DEV Community

Vikas Arora
Vikas Arora

Posted on

Deploy Docker Example Voting App on AWS EKS using Github actions and expose it over the internet using Nginx Ingress Controller

Working on an end-to-end project was my way of reinforcing the knowledge I gained from the Kubernetes hands-on course that I took last month. At the same time, I wanted to share what I learned.

I wanted to use a microservices-based application for this project to unleash the full potential of Kubernetes. Luckily, I stumbled upon Docker’s example-voting-app when I was going over docker-compose concepts earlier.

The original Docker’s Example Voting App repository helps you to deploy and run the application on your local machine using docker-compose or kubernetes.

I have modified some manifest files and created Github actions (CI/CD) workflows to deploy it on AWS EKS cluster and expose it over the internet.

Application architecture

The architecture shows each component of the application and a brief description of what they do

example-voting-app architecture

  1. voting-app: Front-end of the application, written in python flask framework, which allows the users to cast their votes.
  2. redis: An in-memory data structure store, used as a temporary database to store the votes casted by the users.
  3. worker: Service written in .NET, that retrieves the votes data from redis and stores it into PostgreSQL DB service.
  4. PostgreSQL DB: PostgreSQL DB used as persistent storage database.
  5. result-app: Service written in node js, displays the voting results to the user.

Pre-requisites

  • An IAM user with Administrator access and Access keys to be used with GitHub Actions and Terraform. You can follow the link in the step-by-step approach below.
  • AWS CLI V2, steps here.
  • Dynamodb table in AWS to store the terraform state locking, steps here. Make Partition Key as ‘LockID’.
  • AWS ECR (Amazon Elastic Container) Registry with name voting-app (case sensitive) using steps defined here.
  • S3 bucket to store Terraform state files. Steps given here.
  • Terraform V1.0 or higher, install to your local terminal. Steps provided here.
  • Kubectl, install to your local terminal using the steps given here.
  • A valid domain name (I used cloudempowered.co for this demo) that you can get from any domain registrar (for example, godaddy, namecheap, etc.) or from Amazon route 53.
  • Project has been executed in the AWS North Virginia (us-east-1) region. If you want to use a different region, you will need to find and change the region value in the project repositories.

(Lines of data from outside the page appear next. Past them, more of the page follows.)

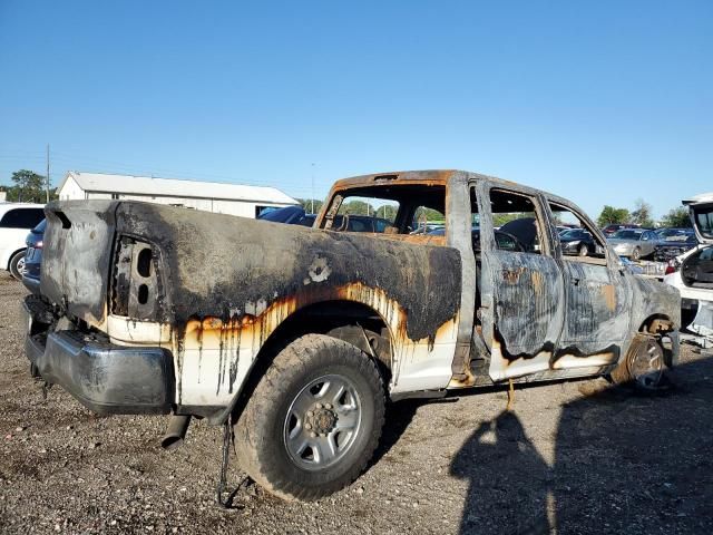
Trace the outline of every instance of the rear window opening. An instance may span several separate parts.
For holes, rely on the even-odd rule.
[[[446,232],[446,186],[380,185],[338,193],[331,200],[322,228],[422,236],[439,231],[442,235]]]

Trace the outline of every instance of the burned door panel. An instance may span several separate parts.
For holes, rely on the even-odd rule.
[[[494,200],[491,192],[499,192],[502,198]],[[510,188],[482,186],[477,194],[482,332],[491,350],[490,378],[498,381],[547,370],[561,332],[564,288],[560,266],[549,255],[539,202]],[[531,217],[520,217],[520,226],[533,225],[534,230],[514,235],[520,251],[500,250],[496,240],[494,217],[506,210],[531,213]]]
[[[624,275],[606,265],[564,261],[566,321],[563,347],[583,354],[617,347],[628,333],[628,284]]]

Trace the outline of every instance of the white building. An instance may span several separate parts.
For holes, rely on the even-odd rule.
[[[264,208],[299,204],[275,187],[71,171],[57,188],[60,200],[117,198],[256,217]]]

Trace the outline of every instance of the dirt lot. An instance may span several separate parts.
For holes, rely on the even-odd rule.
[[[195,422],[167,453],[167,417],[42,399],[23,295],[0,275],[1,533],[713,533],[713,359],[691,347],[657,397],[594,379],[518,390],[511,412],[504,390],[393,405],[350,488],[299,504],[247,485],[224,512],[221,429]]]

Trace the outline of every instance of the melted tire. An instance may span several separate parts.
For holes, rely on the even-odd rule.
[[[292,400],[326,373],[349,378],[361,398],[361,427],[343,458],[306,470],[292,460],[284,439]],[[241,467],[284,499],[314,500],[351,484],[371,459],[384,422],[384,386],[374,362],[360,349],[324,334],[306,334],[283,349],[262,377],[235,426]]]
[[[636,346],[634,346],[636,344]],[[657,359],[651,359],[651,362],[655,362],[655,366],[652,366],[648,370],[649,376],[646,373],[637,373],[635,368],[637,368],[637,358],[647,353],[651,356],[648,351],[652,347],[655,346]],[[644,371],[641,370],[639,371]],[[632,342],[632,348],[629,348],[626,358],[619,362],[619,364],[609,373],[609,378],[612,382],[616,385],[632,385],[636,390],[642,392],[657,392],[663,388],[666,388],[668,381],[665,377],[665,363],[664,363],[664,352],[661,346],[652,340],[652,339],[634,339]],[[652,380],[652,377],[655,380]]]

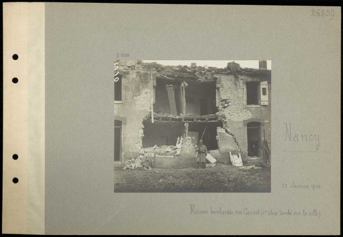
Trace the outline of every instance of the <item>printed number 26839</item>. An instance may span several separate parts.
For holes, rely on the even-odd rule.
[[[321,10],[320,9],[315,10],[312,9],[312,15],[311,15],[311,16],[332,16],[332,18],[331,18],[330,20],[332,20],[335,16],[335,11],[333,10],[331,10],[331,11],[329,10]]]

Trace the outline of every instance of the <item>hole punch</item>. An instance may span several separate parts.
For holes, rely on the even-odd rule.
[[[18,183],[19,182],[19,179],[18,179],[18,178],[16,178],[15,177],[14,178],[13,178],[12,181],[13,181],[13,183],[14,183],[15,184],[16,184],[17,183]]]

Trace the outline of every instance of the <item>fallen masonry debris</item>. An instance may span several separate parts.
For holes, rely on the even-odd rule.
[[[139,168],[143,168],[146,170],[151,169],[150,165],[152,166],[153,162],[152,158],[147,158],[140,155],[137,158],[131,158],[125,161],[125,166],[124,166],[123,170],[126,169],[134,169]]]

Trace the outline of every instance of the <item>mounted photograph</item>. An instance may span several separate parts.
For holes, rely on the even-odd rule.
[[[269,193],[270,60],[115,60],[115,193]]]

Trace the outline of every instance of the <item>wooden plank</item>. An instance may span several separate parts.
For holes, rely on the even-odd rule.
[[[205,157],[206,159],[208,160],[211,164],[213,164],[217,161],[217,160],[213,157],[211,156],[209,153],[207,153],[207,155]]]

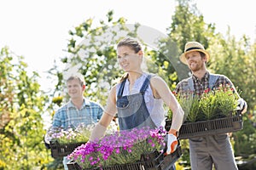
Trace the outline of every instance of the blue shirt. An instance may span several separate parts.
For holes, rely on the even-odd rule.
[[[55,112],[52,126],[53,128],[61,127],[63,129],[76,128],[81,123],[86,126],[97,122],[102,112],[102,106],[94,101],[84,99],[80,110],[69,101]]]

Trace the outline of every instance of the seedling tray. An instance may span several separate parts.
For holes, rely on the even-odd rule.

Technical Architectural overview

Technical architectural overview

Build and deployment of the example-voting-app on Kubernetes is done using the following DevOps tools/AWS Services:

  • Terraform: It deploys the AWS EKS cluster and the necessary AWS resources.
  • GitHub: It is the code repository for the application.
  • GitHub actions: It is the CI/CD tool that build and deploy the application on the EKS cluster.
  • Nginx Ingress Controller: It creates a network load balancer in AWS to enable external access to the application.
  • AWS EKS: It is the Kubernetes service in AWS.
  • Amazon VPC: It hosts the AWS EKS Cluster and all the required networking components for the project.
  • AWS ECR: It is a private repository (like docker hub private registry) that hosts the application docker images.
  • AWS Route 53: DNS service provided by AWS.
  • AWS Certification Manager: Certification authority that provides the SSL certificate to the validated domain name.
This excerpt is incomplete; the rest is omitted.